An Allomorph is a basic linguistic unit of Meaning in a Linguistic Expression Mention.

References

2009

• (WordNet, 2009) ⇒ http://wordnetweb.princeton.edu/perl/webwn?s=allomorph
• S: (n) allomorph (any of several different crystalline forms of the same chemical compound) "calcium carbonate occurs in the allomorphs calcite and aragonite"
• S: (n) allomorph (a variant phonological representation of a morpheme) "the final sounds of bets' and beds' and horses' and oxen' are allomorphs of the English plural morpheme"
• (Wikipedia, 2009) ⇒ http://en.wikipedia.org/wiki/Allomorph
• An allomorph is a linguistics term for a variant form of a morpheme. The concept occurs when a unit of meaning can vary in sound (phonologically) without changing meaning.
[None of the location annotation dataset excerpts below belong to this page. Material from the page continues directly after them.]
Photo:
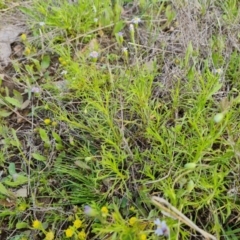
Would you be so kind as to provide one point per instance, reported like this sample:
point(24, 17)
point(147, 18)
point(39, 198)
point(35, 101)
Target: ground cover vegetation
point(122, 122)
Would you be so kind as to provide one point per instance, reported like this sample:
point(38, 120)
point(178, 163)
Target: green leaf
point(43, 135)
point(3, 190)
point(118, 27)
point(13, 102)
point(11, 169)
point(82, 165)
point(21, 225)
point(19, 180)
point(39, 157)
point(45, 62)
point(18, 96)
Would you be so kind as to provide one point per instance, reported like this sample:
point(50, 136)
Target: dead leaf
point(8, 34)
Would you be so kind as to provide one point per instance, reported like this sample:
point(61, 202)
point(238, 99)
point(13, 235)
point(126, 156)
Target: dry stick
point(167, 207)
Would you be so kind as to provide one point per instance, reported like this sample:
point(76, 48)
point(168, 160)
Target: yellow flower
point(104, 211)
point(47, 121)
point(142, 236)
point(49, 236)
point(81, 235)
point(77, 223)
point(69, 232)
point(132, 221)
point(37, 224)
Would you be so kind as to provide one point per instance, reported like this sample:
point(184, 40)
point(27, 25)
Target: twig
point(167, 207)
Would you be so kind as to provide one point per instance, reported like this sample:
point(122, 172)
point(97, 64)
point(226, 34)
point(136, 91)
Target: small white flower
point(162, 228)
point(41, 23)
point(94, 55)
point(136, 20)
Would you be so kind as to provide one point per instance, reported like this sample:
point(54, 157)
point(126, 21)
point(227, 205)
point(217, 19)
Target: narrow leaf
point(13, 101)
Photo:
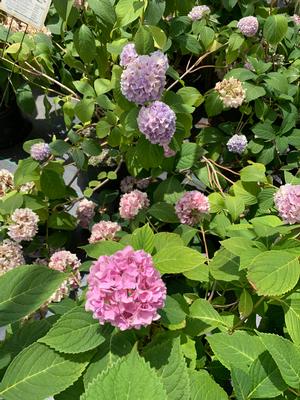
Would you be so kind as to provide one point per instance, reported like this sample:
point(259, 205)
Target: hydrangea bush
point(174, 273)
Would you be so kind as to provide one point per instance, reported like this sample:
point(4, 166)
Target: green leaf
point(274, 272)
point(286, 356)
point(203, 310)
point(24, 289)
point(39, 372)
point(129, 378)
point(239, 350)
point(143, 238)
point(128, 11)
point(163, 212)
point(53, 184)
point(105, 248)
point(275, 28)
point(76, 332)
point(85, 44)
point(143, 40)
point(177, 259)
point(168, 360)
point(235, 206)
point(291, 306)
point(203, 387)
point(104, 11)
point(266, 381)
point(254, 173)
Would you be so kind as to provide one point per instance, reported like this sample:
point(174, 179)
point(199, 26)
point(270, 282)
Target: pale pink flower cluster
point(11, 256)
point(191, 208)
point(85, 212)
point(231, 92)
point(104, 230)
point(61, 261)
point(287, 202)
point(248, 26)
point(132, 203)
point(25, 225)
point(125, 290)
point(6, 181)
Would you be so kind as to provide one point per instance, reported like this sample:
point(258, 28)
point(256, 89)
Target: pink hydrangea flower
point(248, 26)
point(191, 208)
point(85, 212)
point(25, 225)
point(104, 230)
point(132, 203)
point(287, 202)
point(125, 290)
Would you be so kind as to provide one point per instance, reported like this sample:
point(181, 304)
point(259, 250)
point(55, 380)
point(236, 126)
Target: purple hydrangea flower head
point(157, 122)
point(132, 203)
point(287, 202)
point(40, 151)
point(144, 78)
point(125, 290)
point(248, 26)
point(237, 144)
point(191, 208)
point(128, 54)
point(198, 12)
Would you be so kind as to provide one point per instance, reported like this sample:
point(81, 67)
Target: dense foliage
point(183, 126)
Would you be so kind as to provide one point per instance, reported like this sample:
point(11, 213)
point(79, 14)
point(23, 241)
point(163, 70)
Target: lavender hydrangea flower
point(237, 144)
point(157, 122)
point(40, 151)
point(248, 26)
point(287, 202)
point(198, 12)
point(128, 54)
point(144, 78)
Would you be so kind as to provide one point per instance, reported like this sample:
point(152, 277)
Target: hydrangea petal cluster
point(125, 290)
point(287, 202)
point(132, 203)
point(144, 78)
point(231, 92)
point(25, 225)
point(104, 230)
point(237, 144)
point(11, 256)
point(296, 19)
point(85, 212)
point(157, 122)
point(128, 54)
point(6, 181)
point(248, 26)
point(127, 184)
point(40, 151)
point(198, 12)
point(191, 208)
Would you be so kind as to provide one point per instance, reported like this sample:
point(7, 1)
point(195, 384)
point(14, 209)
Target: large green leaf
point(76, 332)
point(203, 387)
point(168, 360)
point(39, 372)
point(286, 356)
point(274, 272)
point(24, 289)
point(129, 378)
point(177, 259)
point(275, 28)
point(239, 350)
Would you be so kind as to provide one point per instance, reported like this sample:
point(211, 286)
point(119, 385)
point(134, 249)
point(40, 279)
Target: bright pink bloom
point(191, 208)
point(125, 290)
point(104, 230)
point(287, 202)
point(132, 203)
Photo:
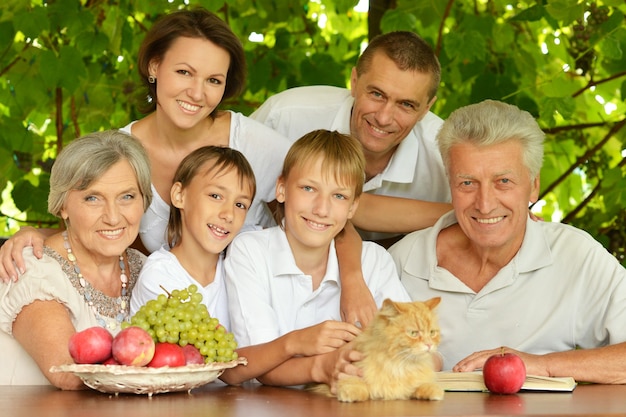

It is used in linguistics to explain the comprehension of variations in sound for a specific morpheme.
• http://en.wiktionary.org/wiki/allomorph#Noun
• allomorph (plural allomorphs)
• 1. (chemistry) Any of the different crystalline forms of a substance.
• 2. (linguistics) Any of the different phonological representations of a morpheme.
• http://en.wiktionary.org/wiki/morph#Noun
• morph (plural morphs)
• 1. (linguistics) An allomorph: one of a set of realizations that a morpheme can have in different contexts.
• 2. (biology) Local variety of a species, distinguishable from other populations of the species by morphology or behaviour.

1998

• (Carter, 1998) ⇒ Ronald Carter. (1998). "Vocabulary: Applied Linguistic Perspectives; 2nd edition." Routledge.
• QUOTE: Two observations can me made immediately. First, morphemes convey semantico-syntactic information. Secondly, there are two classes of morphemes: morphemes which occur independently as words and are co-terminous with specific word-forms, and morphemes which occur only as part of a word and which could not stand on their own. The first class, which are called free morphemes, would include cat, distinguish, laugh. The second class, which are called bound morphemes, would include un, s, ed, able, anti, and ism. We should note, however, that some morphemes can have the same form but still be different morphemes, for example, the 's' in cats, cats and laughs or the 'er' in smaller, winner, eraser. These variants are usually termed allomorphs. We should also recognize that like the term lexeme, morpheme is an abstraction. To be strict, morphemes do not actually occur in words. Morphemes are realized by forms which are called morphs.